When do two functions become equal?

The problem is that there are two slightly different conventions about what “function” means. The more common one is that, for any function, the codomain has to be specified. So, if two functions have different codomains (e.g. $\Bbb R$ and $\Bbb C$ in your example), then they are different functions, even if they have the same graph. The other convention is to identify the function with its graph, so that any set $f$ of ordered pairs $(x,y)$ such that $y_1=y_2$ whenever $(x,y_1)\in f$ and $(x,y_2)\in f$ is a function. This latter convention is elegant, and does away with the seemingly unnecessary codomain. However, the property of being “onto” becomes relative—onto what?—and the idea of a function being a surjection cannot be used. This matters in some branches of mathematics but not in others.

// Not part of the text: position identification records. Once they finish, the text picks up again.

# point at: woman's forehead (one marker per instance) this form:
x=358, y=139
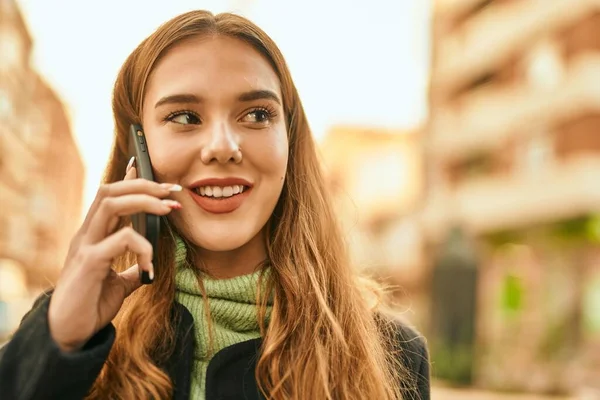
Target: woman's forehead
x=216, y=66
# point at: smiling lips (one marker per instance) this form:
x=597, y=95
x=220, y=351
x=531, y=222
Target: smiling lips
x=220, y=196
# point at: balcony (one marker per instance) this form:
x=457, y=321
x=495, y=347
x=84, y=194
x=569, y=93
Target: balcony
x=561, y=191
x=486, y=120
x=497, y=33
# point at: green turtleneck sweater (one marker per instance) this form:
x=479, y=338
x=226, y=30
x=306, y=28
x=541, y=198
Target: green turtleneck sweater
x=233, y=309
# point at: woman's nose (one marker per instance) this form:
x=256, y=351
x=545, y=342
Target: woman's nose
x=222, y=146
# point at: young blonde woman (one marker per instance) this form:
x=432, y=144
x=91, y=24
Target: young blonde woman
x=253, y=296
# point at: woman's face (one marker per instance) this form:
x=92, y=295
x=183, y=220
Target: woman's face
x=214, y=123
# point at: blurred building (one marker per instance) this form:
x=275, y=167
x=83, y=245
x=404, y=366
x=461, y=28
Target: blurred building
x=376, y=176
x=41, y=174
x=513, y=157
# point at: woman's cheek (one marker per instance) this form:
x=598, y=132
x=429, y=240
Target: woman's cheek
x=169, y=163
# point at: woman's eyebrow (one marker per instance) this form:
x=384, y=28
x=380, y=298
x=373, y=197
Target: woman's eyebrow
x=188, y=98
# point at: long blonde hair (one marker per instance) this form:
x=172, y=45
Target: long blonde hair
x=322, y=341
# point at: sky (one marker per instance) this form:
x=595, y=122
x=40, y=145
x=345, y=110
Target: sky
x=353, y=62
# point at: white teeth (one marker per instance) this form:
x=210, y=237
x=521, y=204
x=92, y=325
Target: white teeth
x=227, y=191
x=218, y=191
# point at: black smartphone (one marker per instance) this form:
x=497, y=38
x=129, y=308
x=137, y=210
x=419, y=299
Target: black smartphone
x=147, y=225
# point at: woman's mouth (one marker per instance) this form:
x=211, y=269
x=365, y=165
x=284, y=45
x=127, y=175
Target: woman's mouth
x=220, y=199
x=220, y=192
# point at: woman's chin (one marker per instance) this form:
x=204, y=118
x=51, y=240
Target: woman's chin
x=221, y=243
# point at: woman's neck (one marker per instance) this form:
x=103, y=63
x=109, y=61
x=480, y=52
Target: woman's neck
x=232, y=263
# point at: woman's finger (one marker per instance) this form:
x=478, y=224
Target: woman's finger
x=125, y=239
x=111, y=209
x=129, y=186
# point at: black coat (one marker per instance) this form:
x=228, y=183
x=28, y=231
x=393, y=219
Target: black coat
x=33, y=367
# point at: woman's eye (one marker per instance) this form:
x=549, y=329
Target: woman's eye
x=257, y=116
x=185, y=118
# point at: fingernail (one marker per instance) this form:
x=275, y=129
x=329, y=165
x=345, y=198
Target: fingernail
x=171, y=187
x=129, y=164
x=172, y=204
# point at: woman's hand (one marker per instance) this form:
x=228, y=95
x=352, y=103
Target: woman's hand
x=89, y=293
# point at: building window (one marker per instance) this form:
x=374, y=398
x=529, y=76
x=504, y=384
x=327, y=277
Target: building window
x=6, y=106
x=536, y=153
x=11, y=48
x=544, y=67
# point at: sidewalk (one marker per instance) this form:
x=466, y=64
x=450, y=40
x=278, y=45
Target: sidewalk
x=442, y=393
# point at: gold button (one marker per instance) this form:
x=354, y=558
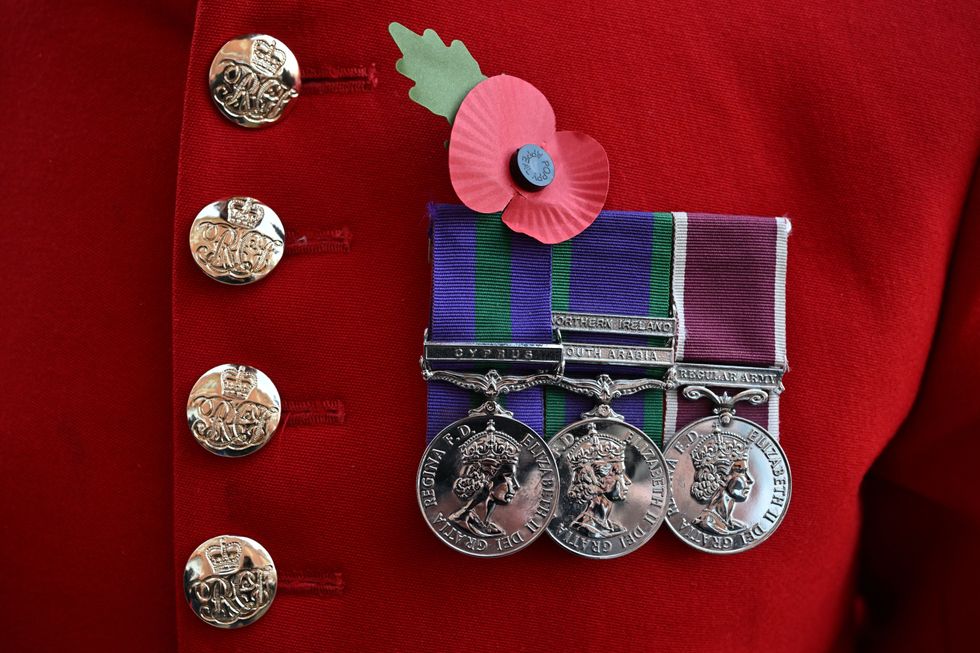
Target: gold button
x=254, y=80
x=230, y=581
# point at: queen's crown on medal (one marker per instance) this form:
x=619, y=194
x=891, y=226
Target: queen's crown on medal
x=489, y=445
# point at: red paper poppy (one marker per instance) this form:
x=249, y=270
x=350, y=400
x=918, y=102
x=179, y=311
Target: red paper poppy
x=499, y=116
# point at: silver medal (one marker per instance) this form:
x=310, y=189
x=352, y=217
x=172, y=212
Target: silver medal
x=730, y=480
x=613, y=478
x=487, y=484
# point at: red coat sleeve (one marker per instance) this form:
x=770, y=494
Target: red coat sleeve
x=921, y=518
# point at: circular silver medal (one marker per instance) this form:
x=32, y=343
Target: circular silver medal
x=614, y=488
x=487, y=484
x=730, y=484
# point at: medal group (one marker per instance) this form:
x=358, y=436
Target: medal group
x=605, y=389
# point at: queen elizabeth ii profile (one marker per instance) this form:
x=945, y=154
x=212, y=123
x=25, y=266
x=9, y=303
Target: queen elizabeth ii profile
x=598, y=479
x=487, y=477
x=721, y=480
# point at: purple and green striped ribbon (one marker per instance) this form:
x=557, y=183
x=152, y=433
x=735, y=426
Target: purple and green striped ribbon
x=618, y=266
x=489, y=284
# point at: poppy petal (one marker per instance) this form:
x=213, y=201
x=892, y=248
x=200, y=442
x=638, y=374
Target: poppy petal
x=498, y=116
x=573, y=200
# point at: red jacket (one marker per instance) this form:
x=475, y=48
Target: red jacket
x=859, y=121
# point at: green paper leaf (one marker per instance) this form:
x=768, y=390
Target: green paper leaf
x=442, y=75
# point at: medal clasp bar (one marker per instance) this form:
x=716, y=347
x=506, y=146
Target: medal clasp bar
x=729, y=376
x=624, y=325
x=619, y=355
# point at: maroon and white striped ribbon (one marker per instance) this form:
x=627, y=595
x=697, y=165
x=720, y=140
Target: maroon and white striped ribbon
x=729, y=290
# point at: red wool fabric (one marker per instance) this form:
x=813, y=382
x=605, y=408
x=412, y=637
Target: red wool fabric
x=858, y=121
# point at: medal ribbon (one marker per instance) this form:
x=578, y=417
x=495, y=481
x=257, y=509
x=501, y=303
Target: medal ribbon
x=489, y=284
x=620, y=265
x=729, y=290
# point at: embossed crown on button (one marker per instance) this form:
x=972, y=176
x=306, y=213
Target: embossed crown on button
x=233, y=410
x=230, y=581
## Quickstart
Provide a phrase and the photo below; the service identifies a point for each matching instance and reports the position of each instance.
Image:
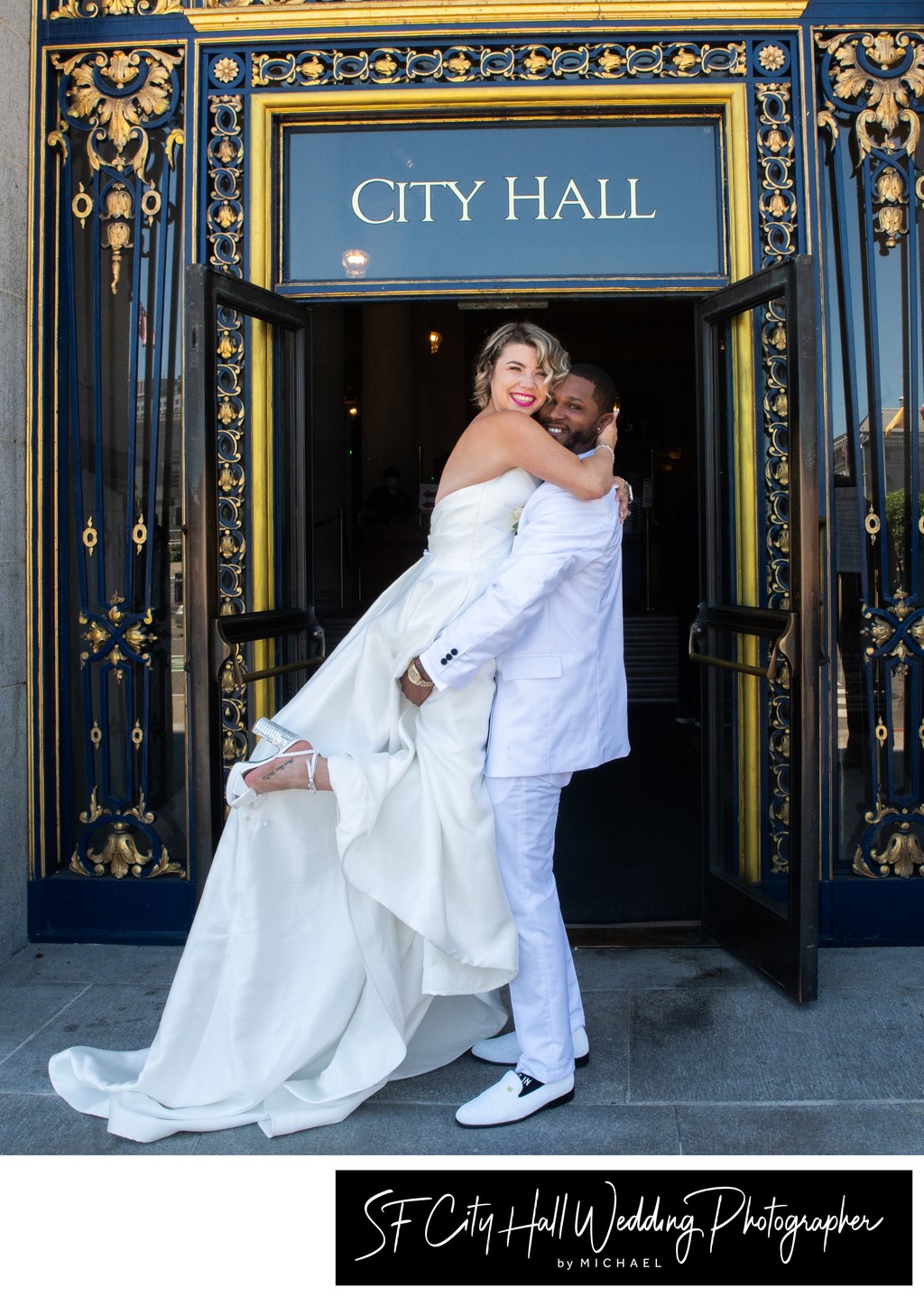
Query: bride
(346, 940)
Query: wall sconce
(354, 262)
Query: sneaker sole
(514, 1121)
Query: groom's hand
(416, 694)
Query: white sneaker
(514, 1098)
(505, 1050)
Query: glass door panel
(756, 633)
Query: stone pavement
(692, 1053)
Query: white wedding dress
(342, 940)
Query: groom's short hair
(604, 388)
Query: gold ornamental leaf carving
(887, 97)
(889, 187)
(902, 851)
(121, 852)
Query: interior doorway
(392, 392)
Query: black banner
(624, 1228)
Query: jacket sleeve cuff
(430, 663)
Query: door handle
(769, 672)
(244, 677)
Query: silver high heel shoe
(237, 792)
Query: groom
(552, 619)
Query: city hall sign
(476, 207)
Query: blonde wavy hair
(551, 355)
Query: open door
(757, 631)
(252, 632)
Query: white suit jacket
(552, 619)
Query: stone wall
(15, 18)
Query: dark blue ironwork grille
(119, 396)
(873, 88)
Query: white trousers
(544, 994)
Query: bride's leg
(289, 771)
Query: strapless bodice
(475, 525)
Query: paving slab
(626, 968)
(736, 1045)
(121, 1017)
(430, 1130)
(110, 965)
(43, 1125)
(880, 969)
(802, 1130)
(29, 1011)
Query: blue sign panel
(620, 200)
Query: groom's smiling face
(572, 414)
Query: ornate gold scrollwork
(82, 205)
(902, 854)
(89, 536)
(121, 854)
(887, 95)
(110, 633)
(873, 78)
(115, 8)
(116, 121)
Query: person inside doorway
(552, 620)
(346, 940)
(389, 505)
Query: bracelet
(415, 677)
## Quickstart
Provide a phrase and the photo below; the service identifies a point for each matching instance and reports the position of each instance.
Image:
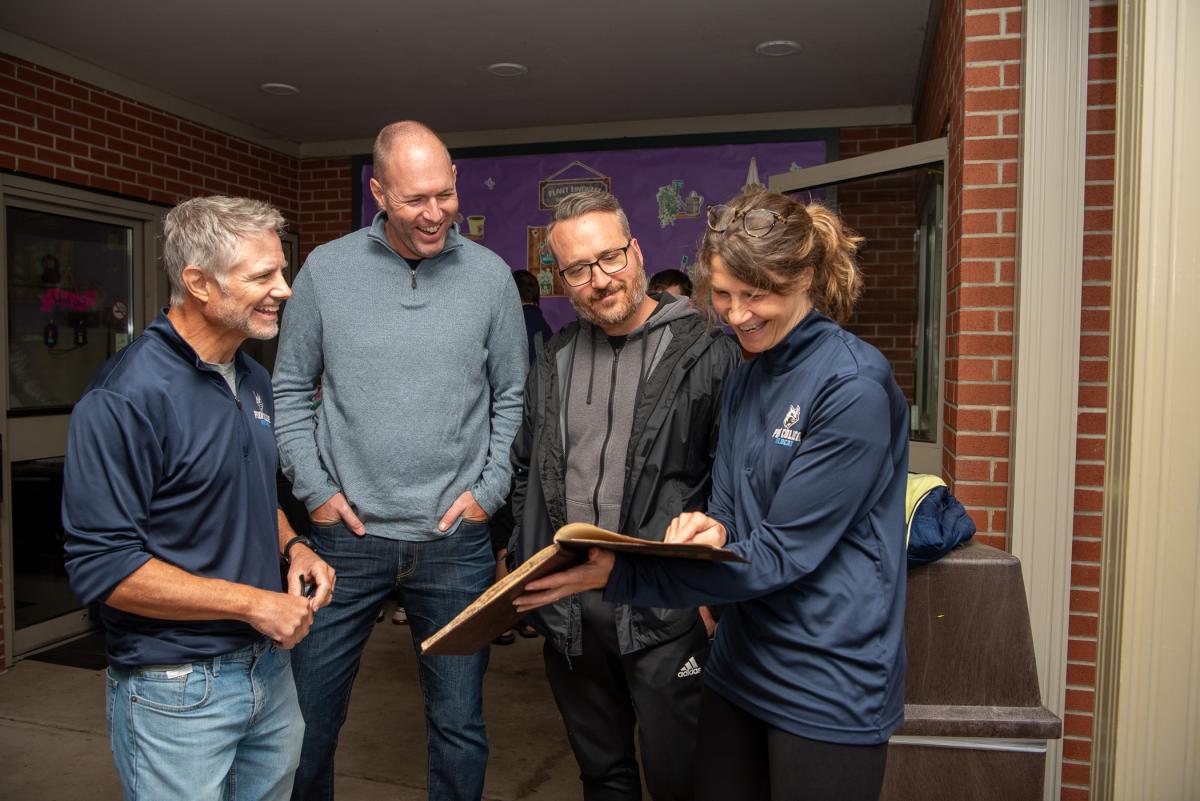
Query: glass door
(75, 294)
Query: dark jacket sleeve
(829, 483)
(109, 475)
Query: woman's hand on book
(696, 528)
(592, 574)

You're mixing up range with codomain.

If $f:X \to Y$, then $Y$ is the codomain; the intuitive definition is that $Y$ tells you what type of values $f(x)$ has ($f(x)\in Y$). The range is the actual set of values of $\{f(x) \mid x \in X\}$.

If you have $f$ represented as a set of ordered pairs, you can find the domain and range, but you can't find the codomain $Y$. (What's the codomain for the function $\{ (1,1) \}$? You might say $\{1\}$, or $\mathbb Z$, or $\mathbb Q$, etc.) Hence, $Y$ must be specified.

Now when we get back to the question "when are functions $f$ and $g$ equal?", the answer is: a function does not depend on its relation $R_f$; a codomain $Y_f$ must also be supplied. Then $$f=g \iff (R_f = R_g \wedge Y_f = Y_g).$$ The equivalence relation $$f\sim g \iff R_f = R_g$$ is hence useful most of the time, but not always (as you pointed out).

Most of the time, we don't really care about the precise set theoretical definition of a function $f \colon X \to Y$ and this is the cause of your confusion.

In order to answer your question, let me talk about one possible definition in ZF.

For sets $a,b$ we define their ordered pair as $(a,b) := \{ \{a\}, \{a,b\} \}$. Feel free to prove that $(a,b) = (c,d)$ if and only if $a=c$ and $b=d$.

By induction on the number of entries, we define a $(n+1)$ tupel by $(a_1, a_2, \ldots, a_n, a_{n+1}) := ((a_1, \ldots, a_n), a_{n+1})$. Again we can prove $(a_1, a_2, \ldots, a_n) = (b_1,b_2, \ldots, b_n)$ if and only if $a_1 = b_1, \ldots, a_n=b_n$.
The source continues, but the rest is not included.